Remember when you were younger and wanted to trim down for that tropical beach vacay or dazzle in that sexy skin-tight outfit at your friend’s wedding … no problemo, right! A few tweaks on the diet front plus a couple of extra trips to the gym and voila, you were right where you wanted to be.
But as the years tick by, are you finding that those same tried and true diet and exercise plans are no longer cutting it and that losing weight has become a real challenge?
Let me give you ‘the skinny’ on what could be going on.
It is not an understatement to say that hormonal activity plays a pivotal role in weight gain as we age. So what’s the connection? Well, as our lives evolve, so do our responsibilities and pressures - longer working hours, around the clock raising of kids, taking care of elderly parents, marriage issues, financial headaches … you get the picture. Soon enough we’re just one big ball of stress thanks to our daily grind and that’s when the weight issues can often start.

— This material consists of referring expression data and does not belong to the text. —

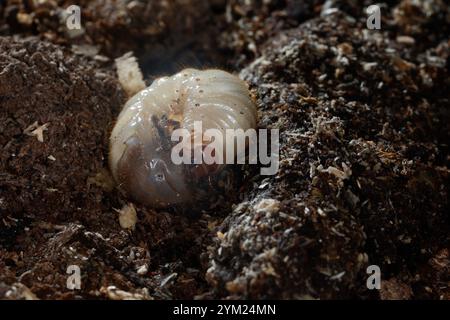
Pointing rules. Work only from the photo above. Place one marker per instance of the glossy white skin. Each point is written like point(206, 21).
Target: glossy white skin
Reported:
point(140, 159)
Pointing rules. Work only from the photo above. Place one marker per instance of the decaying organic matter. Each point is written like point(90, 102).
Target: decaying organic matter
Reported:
point(364, 164)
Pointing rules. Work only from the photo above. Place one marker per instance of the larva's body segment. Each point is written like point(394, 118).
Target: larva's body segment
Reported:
point(140, 145)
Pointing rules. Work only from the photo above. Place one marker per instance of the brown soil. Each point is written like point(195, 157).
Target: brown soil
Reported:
point(364, 172)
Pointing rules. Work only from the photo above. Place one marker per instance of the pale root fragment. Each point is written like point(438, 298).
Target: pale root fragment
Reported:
point(127, 216)
point(129, 74)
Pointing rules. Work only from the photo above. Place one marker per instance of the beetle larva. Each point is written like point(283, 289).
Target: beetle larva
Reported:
point(140, 144)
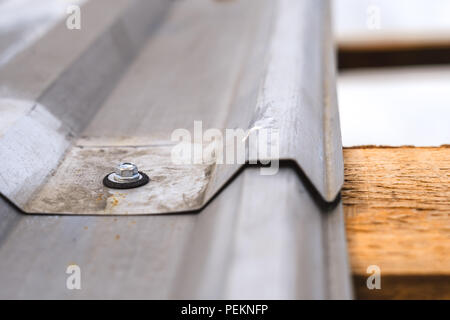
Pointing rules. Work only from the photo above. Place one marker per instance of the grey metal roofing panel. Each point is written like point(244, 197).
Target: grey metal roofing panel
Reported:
point(232, 64)
point(263, 237)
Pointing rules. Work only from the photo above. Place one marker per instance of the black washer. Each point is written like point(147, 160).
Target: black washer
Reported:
point(125, 185)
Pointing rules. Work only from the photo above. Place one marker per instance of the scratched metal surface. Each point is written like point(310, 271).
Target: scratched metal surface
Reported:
point(144, 76)
point(260, 237)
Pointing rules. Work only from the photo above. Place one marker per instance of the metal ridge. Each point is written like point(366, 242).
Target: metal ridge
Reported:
point(278, 80)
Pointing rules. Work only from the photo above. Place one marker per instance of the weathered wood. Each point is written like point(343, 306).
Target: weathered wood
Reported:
point(397, 207)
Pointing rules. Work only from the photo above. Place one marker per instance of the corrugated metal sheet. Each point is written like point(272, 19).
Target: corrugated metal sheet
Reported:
point(230, 64)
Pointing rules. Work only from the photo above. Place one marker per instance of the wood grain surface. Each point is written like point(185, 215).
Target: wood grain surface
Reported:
point(397, 207)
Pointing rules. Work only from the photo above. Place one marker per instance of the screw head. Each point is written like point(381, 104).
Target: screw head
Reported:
point(126, 170)
point(125, 176)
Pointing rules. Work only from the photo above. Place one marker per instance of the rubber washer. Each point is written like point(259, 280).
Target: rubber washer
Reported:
point(126, 185)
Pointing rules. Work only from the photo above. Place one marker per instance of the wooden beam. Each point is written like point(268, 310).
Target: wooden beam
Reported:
point(397, 207)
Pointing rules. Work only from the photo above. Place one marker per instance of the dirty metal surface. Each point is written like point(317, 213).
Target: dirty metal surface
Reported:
point(136, 82)
point(262, 237)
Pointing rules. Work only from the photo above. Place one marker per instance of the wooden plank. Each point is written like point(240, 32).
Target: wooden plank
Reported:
point(397, 207)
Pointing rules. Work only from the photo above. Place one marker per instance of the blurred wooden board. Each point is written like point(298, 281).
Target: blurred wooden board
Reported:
point(397, 208)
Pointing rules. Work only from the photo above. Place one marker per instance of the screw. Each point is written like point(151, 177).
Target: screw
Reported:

One of the major players is cortisol, a hormone produced by our adrenal glands (those two little organs sitting on top of our kidneys). Often referred to as our ‘stress’ hormone, one of cortisol’s jobs is to helps get us out of immediate danger (along with the hormones norepinephrine and adrenaline) by increasing our blood sugar levels, raising our blood pressure and modulating our immune system. That sounds helpful, right?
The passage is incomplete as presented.